After a pair of middling films, to say that the Thor franchise was in a bit of a rut was perhaps an understatement. Thankfully for all of us, Marvel Studios decided to finally embrace the weirdo and Waititi came along to basically get rid of everything that didn’t really work for Thor and Thor: The Dark World. Or in the words of Screen Junkies, “It’s like the whole franchise got on Hemsworth’s steam chicken diet.”
As the movie’s Honest Trailer notes, what makes Ragnarok really work is the unbridled commitment to the new formula for the Thor franchise. This film not only embraces Waititi-style idiosyncratic comedy, it also strips everything about Thor (the hair, the hammer, the unidentifiable sidekicks) away, gives the movie a breath of fresh air and an energy that is super compelling. The comedy is really highlighted here, as SJ point out that jokes take over the whole film: “Boring exposition scenes get tagged by jokes, bad ass moments get tagged by jokes and even heartfelt emotional beats get tagged by jokes.” Thor is all the better for it.
SJ also really highlight the crazy colors and character designs, citing that the creators of the Thor comic books were “nerds on acid in the ’60s.” Thor: Ragnarok is in fact the first Marvel film to really embrace the look of a “classic Marvel comic book,” so it’s a smart move to embrace the visual design of the universe on the big screen. They even point out the new “sky beam” in the Marvel Cinematic Universe, which is every time a character jumps out of a vehicle during a chase sequence to “take the bad guys on by hand.” But lucky for Thor: Ragnarok, this film had the best chase sequence, as well as a pretty great bridge fight.
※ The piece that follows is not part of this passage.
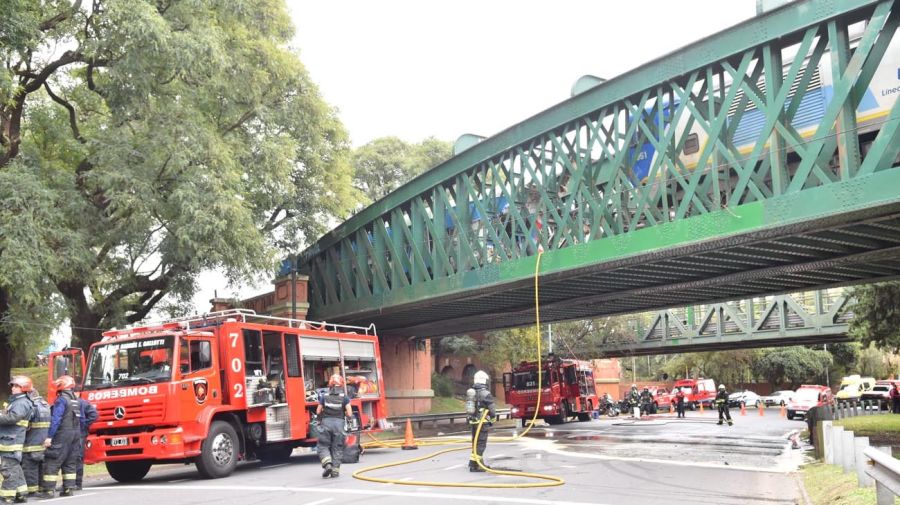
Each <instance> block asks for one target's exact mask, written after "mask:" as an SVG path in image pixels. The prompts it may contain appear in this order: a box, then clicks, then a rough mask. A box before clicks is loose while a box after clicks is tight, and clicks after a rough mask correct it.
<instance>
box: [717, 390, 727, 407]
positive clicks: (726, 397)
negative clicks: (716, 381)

Also, who knew that this would not only be the very best Thor film, Hulk movie, and Doctor Strange flick all in one?
Sure, Thor: Ragnarok may have relied too heavily on jokes, while taking a relatively serious source material and making it more of a lighthearted romp. But it mostly works, and it gives us a fresh, new look at a hero that’s mostly been disappointing. After all: “This is a movie where an orgy spaceship shoots fireworks over the Rainbow Bridge, where Hulk fights a zombie wolf.” And, we’ve got a cosmic Jeff Goldblum. What more could you want?